O fato de os dois blogueiros censurarem alguns comentários por meio de
práticas díspares produz efeitos de sentido também díspares em seus leitores virtuais, em
outras palavras, acarreta diferentes práticas de leitura nos weblogs. Percebemos que os
comentários feitos no Nos bastidores do poder são, na maioria das vezes, parafrásticos, os
do Verbo Solto são mais polêmicos e polissêmicos. Talvez seja possível dizer que os leitores
se sentem incomodados ao se certificarem de que não são livres, por isso produzem um
discurso mais aguçado no blog de Weis; acuados, os leitores lançam o contradiscurso. No
suporte virtual de Josias, observamos um número menor de usuários que percebem que o
bloguer institui uma relação de poder e tenta dominar a proliferação dos sentidos nesse
ciberespaço, sendo assim, os leitores, ilusoriamente livres, reproduzem o discurso do
blogueiro com maior freqüência.
Verificamos que o controle subliminar sobre os corpos, característico do pós-
panóptico que, segundo Bauman (2001), representa a técnica de poder, de controle e de
vigilância da pós-modernidade –, não incomoda tanto os usuários da cibermídia de Josias e
ainda coopera na manutenção de um clima amigável no weblog.
Existem ainda três práticas discursivas que diferenciam os blogs analisados e
colaboram na produção de diferentes práticas de leitura: o retorno aos comentários dos
leitores, a utilização de fotos, de caricaturas ou de outras figuras nos posts e a foto colocada
por cada blogueiro no suporte.
Weis costuma responder aos comentários que recebe com maior freqüência que
Josias, aliás, o último quase nunca o faz. A esse respeito, conforme a análise, observamos que
o blogueiro do OI retorna aos comentários quando se sente incompreendido e de forma
arrogante, o que provavelmente e mais uma vez incomoda seus leitores e suscita leituras
polêmicas.
O fato de o bloguer de Nos bastidores do poder não responder a seus leitores
ocasiona um duplo efeito de sentido: de indiferença e de compreensão por parte o blogueiro.
Ambos os efeitos de sentido parecem não incomodar o leitor, contribuindo para que ele
acredite na proposta de liberdade oriunda da blogosfera e não perceba a relação de forças
85
estabelecida por Josias em seu blog. Notamos, então, que o blogueiro mascara, novamente, o
tom autoritário de seu discurso jornalístico, deixando transparecer o ethos do jornalista
tradicional do impresso.
Como foi colocado, verificamos outra distinção entre os suportes
examinados, a forma como cada bloguer compõe suas postagens.

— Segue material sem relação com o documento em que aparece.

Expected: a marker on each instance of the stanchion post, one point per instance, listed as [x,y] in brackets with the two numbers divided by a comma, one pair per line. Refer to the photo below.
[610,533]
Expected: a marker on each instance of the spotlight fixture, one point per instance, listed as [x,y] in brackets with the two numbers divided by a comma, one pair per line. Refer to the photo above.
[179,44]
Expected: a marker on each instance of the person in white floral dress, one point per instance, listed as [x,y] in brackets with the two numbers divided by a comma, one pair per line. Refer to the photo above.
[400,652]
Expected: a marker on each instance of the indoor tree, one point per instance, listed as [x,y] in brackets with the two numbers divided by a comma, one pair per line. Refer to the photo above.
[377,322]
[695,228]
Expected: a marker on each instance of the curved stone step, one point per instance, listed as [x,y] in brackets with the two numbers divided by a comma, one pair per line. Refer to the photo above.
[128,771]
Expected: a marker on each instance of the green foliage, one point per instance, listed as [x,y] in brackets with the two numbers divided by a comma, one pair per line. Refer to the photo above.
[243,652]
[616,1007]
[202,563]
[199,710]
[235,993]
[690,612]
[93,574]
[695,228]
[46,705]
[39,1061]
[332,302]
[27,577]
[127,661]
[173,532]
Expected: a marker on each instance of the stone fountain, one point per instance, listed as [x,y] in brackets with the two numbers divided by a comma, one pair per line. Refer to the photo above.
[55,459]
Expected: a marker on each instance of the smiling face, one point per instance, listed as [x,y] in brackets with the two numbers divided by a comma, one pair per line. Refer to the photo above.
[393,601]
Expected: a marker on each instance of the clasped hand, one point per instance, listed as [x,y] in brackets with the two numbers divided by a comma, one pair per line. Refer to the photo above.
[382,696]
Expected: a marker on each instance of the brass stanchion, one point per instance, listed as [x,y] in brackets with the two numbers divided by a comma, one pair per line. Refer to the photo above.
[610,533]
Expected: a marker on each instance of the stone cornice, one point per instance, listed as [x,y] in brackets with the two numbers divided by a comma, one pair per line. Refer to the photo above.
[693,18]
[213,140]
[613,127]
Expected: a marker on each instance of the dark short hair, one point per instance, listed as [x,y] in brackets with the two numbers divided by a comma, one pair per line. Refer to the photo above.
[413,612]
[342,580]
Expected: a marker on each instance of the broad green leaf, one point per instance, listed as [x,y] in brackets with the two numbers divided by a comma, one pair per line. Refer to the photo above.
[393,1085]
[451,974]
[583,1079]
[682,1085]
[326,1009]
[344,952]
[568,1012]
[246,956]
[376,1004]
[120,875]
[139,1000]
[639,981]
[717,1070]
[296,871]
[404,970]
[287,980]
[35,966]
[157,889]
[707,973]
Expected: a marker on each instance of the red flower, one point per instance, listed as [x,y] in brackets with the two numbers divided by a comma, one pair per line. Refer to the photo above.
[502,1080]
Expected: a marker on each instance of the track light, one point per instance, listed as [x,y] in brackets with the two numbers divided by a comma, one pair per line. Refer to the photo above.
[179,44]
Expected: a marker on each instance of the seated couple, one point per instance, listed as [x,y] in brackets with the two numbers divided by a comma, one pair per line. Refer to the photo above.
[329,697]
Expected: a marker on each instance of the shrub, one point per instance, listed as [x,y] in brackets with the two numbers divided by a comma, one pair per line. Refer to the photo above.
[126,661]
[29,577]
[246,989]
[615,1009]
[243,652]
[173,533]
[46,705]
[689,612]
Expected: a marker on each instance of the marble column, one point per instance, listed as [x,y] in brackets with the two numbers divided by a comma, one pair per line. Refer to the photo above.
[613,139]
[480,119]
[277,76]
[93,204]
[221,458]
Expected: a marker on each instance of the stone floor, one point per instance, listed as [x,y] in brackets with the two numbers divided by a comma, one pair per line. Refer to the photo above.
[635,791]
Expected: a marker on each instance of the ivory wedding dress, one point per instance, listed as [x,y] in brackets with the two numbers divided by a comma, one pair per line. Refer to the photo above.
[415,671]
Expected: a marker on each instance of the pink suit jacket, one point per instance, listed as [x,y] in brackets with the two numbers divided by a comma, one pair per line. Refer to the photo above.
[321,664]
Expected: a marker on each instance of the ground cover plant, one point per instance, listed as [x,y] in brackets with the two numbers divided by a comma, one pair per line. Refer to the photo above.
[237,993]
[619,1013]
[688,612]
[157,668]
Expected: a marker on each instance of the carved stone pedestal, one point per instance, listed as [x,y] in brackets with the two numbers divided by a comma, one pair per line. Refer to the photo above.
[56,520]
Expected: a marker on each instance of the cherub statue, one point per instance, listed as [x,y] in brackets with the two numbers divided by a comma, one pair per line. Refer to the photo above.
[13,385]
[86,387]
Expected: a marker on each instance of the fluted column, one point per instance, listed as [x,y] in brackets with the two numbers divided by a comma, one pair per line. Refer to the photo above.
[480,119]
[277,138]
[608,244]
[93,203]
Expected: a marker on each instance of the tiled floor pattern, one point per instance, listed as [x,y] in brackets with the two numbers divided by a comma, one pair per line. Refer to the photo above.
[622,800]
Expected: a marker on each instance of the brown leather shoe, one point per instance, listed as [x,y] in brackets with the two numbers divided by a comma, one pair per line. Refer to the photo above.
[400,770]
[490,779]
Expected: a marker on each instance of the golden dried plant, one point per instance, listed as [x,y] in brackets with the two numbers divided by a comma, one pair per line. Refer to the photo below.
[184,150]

Josias assiduamente utiliza
fotos, figuras com animação ou não, caricaturas ou qualquer outro tipo de imagem na
composição de seus textos. Tais imagens ajudam na compreensão dos discursos que
perpassam os textos do blogueiro, ou seja, complementam seus textos e seus discursos; elas
ainda ilustram o suporte midiático e tornam a visita a ele mais agradável, divertida e lúdica.
Podemos dizer que Josias utiliza-se de um discurso aparentemente lúdico, repleto de cores,
ironias e cinismos que muitas vezes leva ao riso, para instituir o seu discurso autoritário e
político de forma subliminar.
Diferentemente, no Verbo Solto, não encontramos nenhum tipo de ilustração,
pois Weis produz o seu discurso apenas a partir da linguagem escrita. No entanto, isso não
significa que o blogueiro do OI não possui também um discurso autoritário. Conforme vimos
na análise, ele apenas faz uso de outras práticas discursivas, como, por exemplo, a sua
descrição profissional.
A foto utilizada pelos blogueiros representa outra desigualdade averiguada
entre eles. Considerando que, por meio dessa foto, cada um dos bloguers se constitui perante
seus leitores, podemos dizer que Josias, ao fazer uso de uma fotografia em que se mostra
sorridente e receptivo, constrói uma imagem de si mais agradável a seus usuários do que a
imagem de si construída por Weis, visto que o último faz uso de uma fotografia na qual se
mostra mais sério e observador. O responsável por Nos bastidores do poder, mais uma vez,
vale-se de uma prática discursiva que mascara o seu discurso de jornalista tradicional.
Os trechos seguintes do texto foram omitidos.